Former Activision Blizzard CEO Bobby Kotick alleges a 2022 lawsuit, filed by a Swedish pension fund (AP7) objecting to Microsoft’s acquisition of Activision, was orchestrated to benefit Embracer Group’s market position and sales. This explosive claim adds a new dimension to the contentious $69 billion deal, previously marred by allegations of Kotick rushing the sale amidst sexual misconduct scandals.
The lawsuit by Sjunde AP-Fonden AP7, filed in 2022, contended that Kotick expedited the sale to Microsoft to evade accountability for workplace issues. Kotick, however, recently submitted a court filing, made public via Game File, refuting these accusations and presenting a counter-narrative. This filing paints the AP7’s action as a “collateral attack” on Activision, designed to disadvantage the company in its competition with Embracer’s gaming titles.
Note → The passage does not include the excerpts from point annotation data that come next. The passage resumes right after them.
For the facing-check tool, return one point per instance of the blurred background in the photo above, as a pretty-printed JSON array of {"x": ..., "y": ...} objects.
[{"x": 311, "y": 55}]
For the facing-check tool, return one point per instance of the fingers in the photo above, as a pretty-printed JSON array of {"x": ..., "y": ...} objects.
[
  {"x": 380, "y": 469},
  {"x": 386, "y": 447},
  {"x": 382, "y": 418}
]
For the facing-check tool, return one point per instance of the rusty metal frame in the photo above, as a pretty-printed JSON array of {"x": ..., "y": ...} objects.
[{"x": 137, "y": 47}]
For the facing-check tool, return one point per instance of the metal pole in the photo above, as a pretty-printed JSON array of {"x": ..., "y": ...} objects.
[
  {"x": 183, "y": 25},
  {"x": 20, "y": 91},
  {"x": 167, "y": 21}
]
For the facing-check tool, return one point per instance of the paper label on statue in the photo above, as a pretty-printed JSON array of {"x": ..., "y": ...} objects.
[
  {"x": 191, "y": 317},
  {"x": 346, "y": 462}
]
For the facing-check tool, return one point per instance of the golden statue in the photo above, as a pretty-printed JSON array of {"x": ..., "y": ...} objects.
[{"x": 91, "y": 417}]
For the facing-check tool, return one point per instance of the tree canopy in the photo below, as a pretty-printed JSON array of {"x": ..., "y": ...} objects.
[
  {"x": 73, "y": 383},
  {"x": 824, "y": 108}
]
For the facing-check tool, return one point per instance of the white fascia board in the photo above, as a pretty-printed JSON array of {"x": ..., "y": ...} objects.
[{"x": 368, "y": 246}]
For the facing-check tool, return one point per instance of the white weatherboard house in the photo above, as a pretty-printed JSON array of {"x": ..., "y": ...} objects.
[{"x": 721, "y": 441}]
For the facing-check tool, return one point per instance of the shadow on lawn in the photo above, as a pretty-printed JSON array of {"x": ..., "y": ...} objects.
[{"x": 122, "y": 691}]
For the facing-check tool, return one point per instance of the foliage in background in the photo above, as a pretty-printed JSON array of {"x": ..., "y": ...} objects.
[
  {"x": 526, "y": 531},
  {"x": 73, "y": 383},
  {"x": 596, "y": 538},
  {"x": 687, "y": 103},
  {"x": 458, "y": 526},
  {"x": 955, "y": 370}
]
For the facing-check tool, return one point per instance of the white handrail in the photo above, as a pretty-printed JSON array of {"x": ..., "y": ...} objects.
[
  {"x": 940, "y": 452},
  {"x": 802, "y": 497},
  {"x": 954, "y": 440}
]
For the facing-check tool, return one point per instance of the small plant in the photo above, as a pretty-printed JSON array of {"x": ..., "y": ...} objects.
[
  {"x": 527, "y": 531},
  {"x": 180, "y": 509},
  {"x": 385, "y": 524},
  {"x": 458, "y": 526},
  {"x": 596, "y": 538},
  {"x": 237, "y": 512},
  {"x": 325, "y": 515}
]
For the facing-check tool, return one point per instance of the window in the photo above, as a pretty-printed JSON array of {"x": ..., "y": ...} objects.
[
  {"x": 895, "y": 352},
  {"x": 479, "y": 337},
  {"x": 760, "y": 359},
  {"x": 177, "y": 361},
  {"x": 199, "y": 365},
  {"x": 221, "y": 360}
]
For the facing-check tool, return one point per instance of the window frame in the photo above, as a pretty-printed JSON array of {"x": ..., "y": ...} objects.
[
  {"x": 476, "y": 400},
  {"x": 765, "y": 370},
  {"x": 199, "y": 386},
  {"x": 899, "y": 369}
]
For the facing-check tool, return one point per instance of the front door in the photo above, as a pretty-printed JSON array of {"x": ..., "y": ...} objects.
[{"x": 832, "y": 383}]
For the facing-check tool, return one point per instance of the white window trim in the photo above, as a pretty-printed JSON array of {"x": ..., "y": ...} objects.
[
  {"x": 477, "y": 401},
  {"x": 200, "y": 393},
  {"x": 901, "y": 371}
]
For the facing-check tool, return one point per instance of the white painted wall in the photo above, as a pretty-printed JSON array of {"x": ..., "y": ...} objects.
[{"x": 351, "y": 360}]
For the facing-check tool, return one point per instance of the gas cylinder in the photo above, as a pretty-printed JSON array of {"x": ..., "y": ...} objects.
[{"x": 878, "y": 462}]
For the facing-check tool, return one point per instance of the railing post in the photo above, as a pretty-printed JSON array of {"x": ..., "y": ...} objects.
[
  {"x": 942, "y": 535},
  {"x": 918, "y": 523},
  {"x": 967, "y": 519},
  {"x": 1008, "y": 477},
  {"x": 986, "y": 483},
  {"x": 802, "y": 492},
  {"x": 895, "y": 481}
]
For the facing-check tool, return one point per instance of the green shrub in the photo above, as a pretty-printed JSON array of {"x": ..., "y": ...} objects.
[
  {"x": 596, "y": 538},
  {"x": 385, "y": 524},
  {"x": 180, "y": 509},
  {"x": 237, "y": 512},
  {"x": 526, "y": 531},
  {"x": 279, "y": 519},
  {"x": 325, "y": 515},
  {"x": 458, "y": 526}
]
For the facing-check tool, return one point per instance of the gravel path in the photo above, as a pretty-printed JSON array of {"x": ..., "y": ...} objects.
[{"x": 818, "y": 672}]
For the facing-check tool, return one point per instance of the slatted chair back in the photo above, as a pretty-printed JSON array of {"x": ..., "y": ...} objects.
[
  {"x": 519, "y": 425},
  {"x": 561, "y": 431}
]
This development shifts focus from the well-documented workplace controversies at Activision Blizzard to a potential corporate rivalry, suggesting the legal challenge was less about shareholder protection and more about strategic market manipulation. The ongoing legal battle underscores the complex interplay of finance, corporate governance, and competitive strategy within the multi-billion-dollar gaming industry.
The core of the Kotick Embracer lawsuit claims
Kotick’s legal team has filed a counterclaim against Embracer, directly implicating the Swedish conglomerate. The former CEO alleges AP7, including its vice chairman Emma Ihre (a former Embracer executive), filed the suit “for ulterior motives, to obtain collateral advantages, and to exert collateral harm on Activision,” according to reports from GamesIndustry.biz. This assertion suggests a calculated move to hobble Activision’s ability to compete effectively against Embracer’s portfolio.
Embracer Group has vehemently denied these accusations. In a statement to Game File, the company asserted it “did not and [does] not need any help from a Swedish pension fund in competing with Activision.” They further clarified that “there [was] no coordination or collaboration between Embracer and AP7” and denied any agenda or instructions being directed from Embracer to AP7 via Emma Ihre or otherwise. This firm denial sets the stage for a potentially protracted legal dispute over the true motivations behind the original lawsuit, which can be further explored via AP7’s official site.
Re-examining the original allegations and Kotick’s defense
The AP7 lawsuit also highlighted a significant drop in Activision Blizzard’s stock price in 2021, linking it to the sexual misconduct scandals that plagued the company. This decline followed a lawsuit filed by a California regulator in July and a Wall Street Journal report in November that same year, detailing the allegations. AP7 suggested Kotick “hastily negotiated a merger to protect himself” amid “increasing pressures to leave Activision.”
Kotick has consistently countered these claims, including previous allegations that the Communications Workers of America (CWA) submitted “fake” complaints to bolster unionization efforts. He now alleges the CWA “needed a reason for employees to consider unionisation” and concocted a “clever but unlawful scheme to create the false perception that there were systemic workplace issues.” Regarding the 2021 lawsuit settled with the US Equal Employment Opportunity Commission for $18 million, Kotick maintained it was settled due to being “costly, distracting, and time-consuming,” stating there were “no systemic issues of the sort Plaintiff alleges,” only “isolated incidents of misconduct.” More details on the EEOC settlement can be found on official government sources, such as the EEOC website, and context on California’s regulatory actions can be found on the California Civil Rights Department website.
The latest claims from Bobby Kotick introduce a complex layer to the Microsoft-Activision saga, moving beyond the internal workplace issues to spotlight potential inter-corporate machinations. While Embracer firmly denies any involvement, the allegations of a strategic play to influence market dynamics will likely fuel further scrutiny from investors and regulators. The ultimate resolution of this multi-faceted legal battle will undoubtedly reshape perceptions of corporate ethics and competition within the global gaming sector, setting precedents for future mergers and acquisitions.